How are mining companies currently doing?

The lack of use of YouTube by the world’s largest mining companies is shocking. Out of a list of ten of the world’s largest mining companies only 3 have established a YouTube channel (Anglo American, Rio Tinto, Vale); 5 appear to have claimed their channel’s name (Teck, Vedanta, Alcoa, Newmont, Freeport McMoRan), but are not yet using it, potentially because he name has been ‘hijacked’ by a proactive YouTube user. This is clearly the case for the remaining 2 companies (BHP Billiton and Xstrata). Their channels are broadcasting video material totally unrelated to the mining industry. Almost all of these firms have video material available on their websites that could easily be used to communicate on YouTube. The companies certainly do have a presence on YouTube: many videos about the companies have been posted by journalists and activists.

The performance of the 3 companies active on YouTube diverges widely. Anglo American started the channel in November 2010 and has posted 1 video about HIV Aids. Rio Tinto made a promising start in the summer of 2009 by uploading 10 videos about various topics, but the last visit date of the account owner is 7 months ago. Still, the videos have been viewed almost 400 thousand times in the past year. Vale has opened a comprehensive YouTube channel. The page and most of the videos are in Portuguese, but this makes sense when considering the geographic location of most of Vale’s operations. A point for improvement is the use of the channel to interact. The company has disabled the option to comment on the videos, making the channel a pure broadcasting station.

The importance of interaction

Simply broadcasting videos on YouTube is not the optimal way of using the site. People will react, and the reactions shape the public opinion. Responding quickly to the reactions gives an opportunity to show empathy, present the facts and win critics over. Below an example of reactions on Rio Tinto’s YouTube channel:

What happens when polluting industries find themselves surrounded by housing development? People get sick, the companies won’t move. This is the situation in Kilburn, South Australia, right now.

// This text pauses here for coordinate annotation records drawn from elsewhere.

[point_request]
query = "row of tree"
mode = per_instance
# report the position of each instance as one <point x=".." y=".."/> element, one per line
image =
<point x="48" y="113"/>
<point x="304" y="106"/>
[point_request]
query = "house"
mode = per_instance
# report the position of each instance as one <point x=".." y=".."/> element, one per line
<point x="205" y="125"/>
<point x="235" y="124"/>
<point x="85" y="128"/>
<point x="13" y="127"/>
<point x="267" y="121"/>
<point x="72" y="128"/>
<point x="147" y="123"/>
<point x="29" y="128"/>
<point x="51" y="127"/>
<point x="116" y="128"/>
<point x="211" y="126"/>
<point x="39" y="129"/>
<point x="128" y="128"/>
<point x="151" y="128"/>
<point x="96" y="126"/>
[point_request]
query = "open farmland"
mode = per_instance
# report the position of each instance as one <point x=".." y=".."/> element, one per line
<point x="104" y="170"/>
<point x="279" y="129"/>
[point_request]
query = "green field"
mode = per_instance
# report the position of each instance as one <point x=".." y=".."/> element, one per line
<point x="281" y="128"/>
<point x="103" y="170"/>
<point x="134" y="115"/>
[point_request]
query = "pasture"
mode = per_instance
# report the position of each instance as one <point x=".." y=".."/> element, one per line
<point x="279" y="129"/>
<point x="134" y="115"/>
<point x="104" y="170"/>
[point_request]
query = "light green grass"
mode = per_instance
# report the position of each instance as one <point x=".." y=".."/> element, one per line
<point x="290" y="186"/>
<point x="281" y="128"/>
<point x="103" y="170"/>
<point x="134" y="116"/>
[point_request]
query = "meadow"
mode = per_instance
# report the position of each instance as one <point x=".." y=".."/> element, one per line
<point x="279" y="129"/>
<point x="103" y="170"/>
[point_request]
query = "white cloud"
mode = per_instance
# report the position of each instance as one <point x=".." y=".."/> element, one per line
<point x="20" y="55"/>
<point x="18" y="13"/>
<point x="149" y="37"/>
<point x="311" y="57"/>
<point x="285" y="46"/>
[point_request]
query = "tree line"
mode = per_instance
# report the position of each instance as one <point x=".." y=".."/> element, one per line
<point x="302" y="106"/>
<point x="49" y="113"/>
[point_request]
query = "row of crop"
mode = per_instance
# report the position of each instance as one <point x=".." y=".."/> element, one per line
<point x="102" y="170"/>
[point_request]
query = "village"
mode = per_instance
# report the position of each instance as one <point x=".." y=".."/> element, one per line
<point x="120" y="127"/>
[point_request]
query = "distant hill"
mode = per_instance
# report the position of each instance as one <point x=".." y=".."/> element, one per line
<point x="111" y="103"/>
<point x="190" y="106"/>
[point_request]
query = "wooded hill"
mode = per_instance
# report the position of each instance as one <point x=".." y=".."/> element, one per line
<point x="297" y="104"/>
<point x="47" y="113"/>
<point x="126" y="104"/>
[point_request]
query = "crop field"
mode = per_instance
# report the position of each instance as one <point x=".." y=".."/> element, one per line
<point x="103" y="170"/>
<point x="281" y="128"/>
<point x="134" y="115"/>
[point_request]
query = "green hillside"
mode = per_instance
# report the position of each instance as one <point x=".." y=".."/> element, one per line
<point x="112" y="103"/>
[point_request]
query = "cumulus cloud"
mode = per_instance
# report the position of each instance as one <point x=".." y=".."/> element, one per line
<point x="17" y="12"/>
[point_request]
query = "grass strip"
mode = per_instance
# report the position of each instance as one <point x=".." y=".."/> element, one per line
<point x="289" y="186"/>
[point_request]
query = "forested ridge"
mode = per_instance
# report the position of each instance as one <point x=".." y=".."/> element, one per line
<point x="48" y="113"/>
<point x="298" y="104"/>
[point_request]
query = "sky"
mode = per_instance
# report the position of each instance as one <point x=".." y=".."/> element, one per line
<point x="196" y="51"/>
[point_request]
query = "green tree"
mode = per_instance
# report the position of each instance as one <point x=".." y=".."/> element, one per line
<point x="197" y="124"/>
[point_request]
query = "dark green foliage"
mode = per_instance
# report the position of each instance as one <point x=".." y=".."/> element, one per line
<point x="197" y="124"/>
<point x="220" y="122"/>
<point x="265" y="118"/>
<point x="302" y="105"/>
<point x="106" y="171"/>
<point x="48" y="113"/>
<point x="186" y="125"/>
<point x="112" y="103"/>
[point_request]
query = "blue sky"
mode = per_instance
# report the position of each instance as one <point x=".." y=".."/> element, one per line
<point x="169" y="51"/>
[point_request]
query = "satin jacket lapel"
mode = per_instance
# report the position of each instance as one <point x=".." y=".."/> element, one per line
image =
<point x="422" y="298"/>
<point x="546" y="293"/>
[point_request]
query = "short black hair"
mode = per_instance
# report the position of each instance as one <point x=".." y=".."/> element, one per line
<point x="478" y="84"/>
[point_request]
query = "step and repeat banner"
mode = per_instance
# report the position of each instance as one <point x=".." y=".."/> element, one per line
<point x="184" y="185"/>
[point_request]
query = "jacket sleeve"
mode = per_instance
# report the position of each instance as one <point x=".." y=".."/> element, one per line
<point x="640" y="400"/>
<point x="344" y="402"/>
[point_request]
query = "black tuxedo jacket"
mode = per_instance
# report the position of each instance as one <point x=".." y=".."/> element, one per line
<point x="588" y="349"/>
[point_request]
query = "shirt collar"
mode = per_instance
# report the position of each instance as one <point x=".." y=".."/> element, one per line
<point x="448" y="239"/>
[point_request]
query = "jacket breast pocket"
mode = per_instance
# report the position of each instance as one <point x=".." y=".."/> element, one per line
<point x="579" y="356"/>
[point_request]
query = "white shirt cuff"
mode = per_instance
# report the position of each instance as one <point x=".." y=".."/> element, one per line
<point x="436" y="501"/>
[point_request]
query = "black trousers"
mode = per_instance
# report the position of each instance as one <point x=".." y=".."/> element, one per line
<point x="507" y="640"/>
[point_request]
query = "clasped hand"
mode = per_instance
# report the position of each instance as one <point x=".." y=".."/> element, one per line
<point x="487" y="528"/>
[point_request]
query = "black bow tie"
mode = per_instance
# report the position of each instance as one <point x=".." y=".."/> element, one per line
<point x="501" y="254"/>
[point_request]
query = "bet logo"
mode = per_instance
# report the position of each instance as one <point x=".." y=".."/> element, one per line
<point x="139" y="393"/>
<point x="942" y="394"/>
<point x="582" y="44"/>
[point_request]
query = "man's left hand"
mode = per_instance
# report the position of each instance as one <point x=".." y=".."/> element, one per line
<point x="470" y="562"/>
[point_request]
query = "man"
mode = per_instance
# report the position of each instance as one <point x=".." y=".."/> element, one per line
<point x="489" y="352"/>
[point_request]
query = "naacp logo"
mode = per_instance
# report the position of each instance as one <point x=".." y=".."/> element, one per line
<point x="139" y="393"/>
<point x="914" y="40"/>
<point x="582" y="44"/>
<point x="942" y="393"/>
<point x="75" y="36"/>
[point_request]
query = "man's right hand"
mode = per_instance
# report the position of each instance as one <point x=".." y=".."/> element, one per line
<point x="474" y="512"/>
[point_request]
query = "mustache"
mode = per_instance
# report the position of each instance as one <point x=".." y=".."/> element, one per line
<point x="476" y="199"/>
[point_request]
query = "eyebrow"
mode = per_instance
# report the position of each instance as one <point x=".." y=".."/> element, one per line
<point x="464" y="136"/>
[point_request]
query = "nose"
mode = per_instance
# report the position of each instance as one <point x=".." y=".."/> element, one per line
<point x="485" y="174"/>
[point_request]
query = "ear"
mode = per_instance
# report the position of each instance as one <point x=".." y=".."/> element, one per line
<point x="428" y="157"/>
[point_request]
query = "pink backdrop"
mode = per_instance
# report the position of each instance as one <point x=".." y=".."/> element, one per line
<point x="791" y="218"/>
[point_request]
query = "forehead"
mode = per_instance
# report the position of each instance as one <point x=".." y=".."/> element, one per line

Rio Tinto may be a ‘leading mining company’, but it is also one with one of the most appalling international reputations. Type ‘bougainville’ + ‘mercenary’ + ‘RTZ’  into google to find out about their connection to atrocities in Papua New Guinea after the natives refused them permission to mine.

The reaction of Rio Tinto to these comments? Complete silence.  Missed opportunities to explain the company’s position to important opinion makers.

A 5-step guide for Mining Companies to start using YouTube

What should mining companies do to use the potential of YouTube?

1. Appoint a Content Manager – Appoint the person that will be running the show. The Content Manager should not just be responsible for selecting and managing the broadcasted content, but should also be responsible for participating in online discussions and answering to comments.

2. Explore the environment – Don’t plunge into uploading videos without finding out what is going on on Youtube and defining the strategy of content type and structure. For example, most likely YouTube users are much more interested in the environmental performance of the company than in the latest profit figures.

3. Establish a presence – Upload videos, add tags, select favourite videos featuring the company from other sources.

4. Monitor environment and reactions – Don’t only read the comments on the uploaded video’s. Do the same the YouTube user will do: search for information about the company; click-through to related videos; gather all user-generated content about the company.

5. Interact – Respond to both positive and negative reactions. Invite critics to explain, explain the situation and the facts. Feed the most important topics found online to the executive and marketing team.